I learned after another burn incident with a soldiering iron years before the pressure cooker incident that plunging your hand into a cup of ice water--and mostly keeping it there--numbs the pain and halts the burn.  Yes.  The ice water hurts, too.  You have to decide which hurt is greater or lesser.  I choose (and chose) the lesser of two evils, for me anyway, and that was:  keep the hand IN the ice water.  Numb from cold was more tolerable than hurt from burning.

Now on to more pleasant things.  When finished cooking, the post roast--involved in the near disaster--was WONDERFUL!  It was delicious, tender and wasn't burned up because of my mishap.  I cooked carrots and onions with it and added mashed potatoes, gravy and corn to the menu and we all seemed to enjoy it quite well.

Last night I took the remaining pound of roast and made an Italian roast beef stew.  I sauteed onions, garlic and sweet red bell pepper then added a jar of  tomato basil spaghetti sauce, a can of beef consume, a can of sliced mushrooms, the leftover beef roast gravy, the leftover beef cut into small cubes, some salt, and oregano and let it simmer.  We served it with spaghetti noodles and the leftover corn.  It was pretty good, if I do say so!

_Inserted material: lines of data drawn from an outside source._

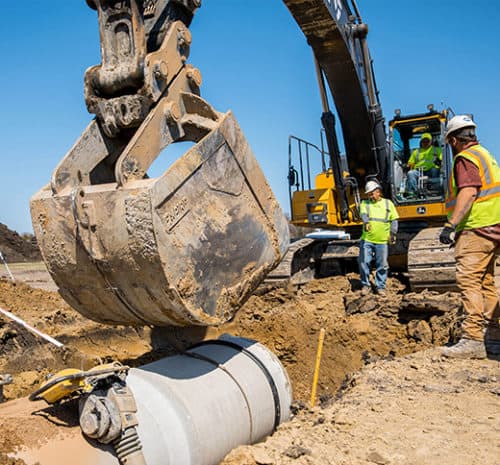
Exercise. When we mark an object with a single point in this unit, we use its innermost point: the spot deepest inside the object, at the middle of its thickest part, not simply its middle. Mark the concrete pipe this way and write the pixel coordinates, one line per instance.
(192, 409)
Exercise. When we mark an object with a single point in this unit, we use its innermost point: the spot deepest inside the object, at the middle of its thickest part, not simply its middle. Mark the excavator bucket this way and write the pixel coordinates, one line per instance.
(184, 249)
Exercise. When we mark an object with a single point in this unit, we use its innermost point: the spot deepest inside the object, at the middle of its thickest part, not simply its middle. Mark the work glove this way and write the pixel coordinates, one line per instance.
(447, 235)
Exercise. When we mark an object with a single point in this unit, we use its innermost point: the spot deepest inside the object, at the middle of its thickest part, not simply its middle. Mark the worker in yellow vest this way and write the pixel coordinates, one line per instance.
(379, 228)
(424, 161)
(473, 225)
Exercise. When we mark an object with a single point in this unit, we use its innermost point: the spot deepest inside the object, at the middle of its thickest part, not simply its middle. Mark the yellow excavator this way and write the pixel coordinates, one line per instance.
(326, 185)
(189, 247)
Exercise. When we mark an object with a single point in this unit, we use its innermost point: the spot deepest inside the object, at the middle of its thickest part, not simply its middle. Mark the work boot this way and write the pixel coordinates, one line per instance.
(492, 346)
(465, 348)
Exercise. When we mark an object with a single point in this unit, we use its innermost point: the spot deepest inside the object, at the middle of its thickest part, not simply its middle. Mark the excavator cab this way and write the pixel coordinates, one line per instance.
(419, 158)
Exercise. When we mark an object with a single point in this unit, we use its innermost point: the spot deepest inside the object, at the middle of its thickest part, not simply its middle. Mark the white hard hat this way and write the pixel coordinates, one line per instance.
(458, 122)
(371, 186)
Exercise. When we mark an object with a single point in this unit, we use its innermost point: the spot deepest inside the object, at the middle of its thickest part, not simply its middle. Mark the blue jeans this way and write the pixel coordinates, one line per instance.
(413, 176)
(367, 251)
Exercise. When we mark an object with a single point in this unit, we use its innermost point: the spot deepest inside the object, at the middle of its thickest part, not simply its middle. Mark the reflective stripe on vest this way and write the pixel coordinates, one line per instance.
(490, 185)
(382, 220)
(434, 154)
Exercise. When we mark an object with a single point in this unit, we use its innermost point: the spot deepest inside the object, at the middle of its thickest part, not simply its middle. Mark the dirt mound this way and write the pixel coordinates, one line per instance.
(361, 331)
(418, 409)
(16, 248)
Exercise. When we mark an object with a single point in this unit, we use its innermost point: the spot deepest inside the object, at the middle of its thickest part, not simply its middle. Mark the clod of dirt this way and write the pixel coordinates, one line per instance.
(16, 248)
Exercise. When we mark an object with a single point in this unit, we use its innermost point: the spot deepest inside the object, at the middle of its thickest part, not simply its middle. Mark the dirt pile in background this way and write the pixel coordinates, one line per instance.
(16, 248)
(418, 409)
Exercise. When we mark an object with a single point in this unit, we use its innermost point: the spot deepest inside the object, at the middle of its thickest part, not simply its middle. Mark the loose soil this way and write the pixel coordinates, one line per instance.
(15, 248)
(384, 393)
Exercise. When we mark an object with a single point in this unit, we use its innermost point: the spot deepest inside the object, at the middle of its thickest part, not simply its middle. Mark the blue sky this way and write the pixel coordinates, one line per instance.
(255, 61)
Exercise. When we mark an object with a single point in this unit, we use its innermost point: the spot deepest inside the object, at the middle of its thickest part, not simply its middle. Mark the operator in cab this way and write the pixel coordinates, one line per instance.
(380, 227)
(473, 227)
(424, 161)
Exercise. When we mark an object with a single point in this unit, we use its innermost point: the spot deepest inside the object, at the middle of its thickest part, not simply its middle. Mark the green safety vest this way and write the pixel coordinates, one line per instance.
(485, 210)
(426, 158)
(380, 214)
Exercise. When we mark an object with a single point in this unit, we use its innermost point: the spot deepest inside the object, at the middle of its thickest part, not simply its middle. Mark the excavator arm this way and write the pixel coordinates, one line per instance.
(186, 248)
(337, 35)
(189, 247)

Saturday, we had about 8 pounds of chicken breasts (boneless/skinless) to grill--which I did with the very last of the propane in the tank.  (I did have another tank on hand--mostly because I wasn't sure there was enough in the one to finish the job.)  Now we ate some of the grilled chicken with our great salad of greens and fresh tomatoes with mozerella cheese chuncks and cibatta bread.  It was all good.  But the side benefit(s): of grilling all that chicken at once
  1. only had to clean/fire-up the grill once
  2. we now have 5 freezer bags of grilled chicken to use whenever we need to put a meal together quickly--and we've already anticipated more of those than we have grilled chicken to put into them!
  3. thawing raw chicken and then having to cook it is NOT gonna be necessary
  4. its much cheaper than buying pre-grilled frozen, or rotisserie chicken 
  5. we're happy with this arrangement!
So, I've survived a near disaster, and I've grilled chicken, and I've rambled through it all.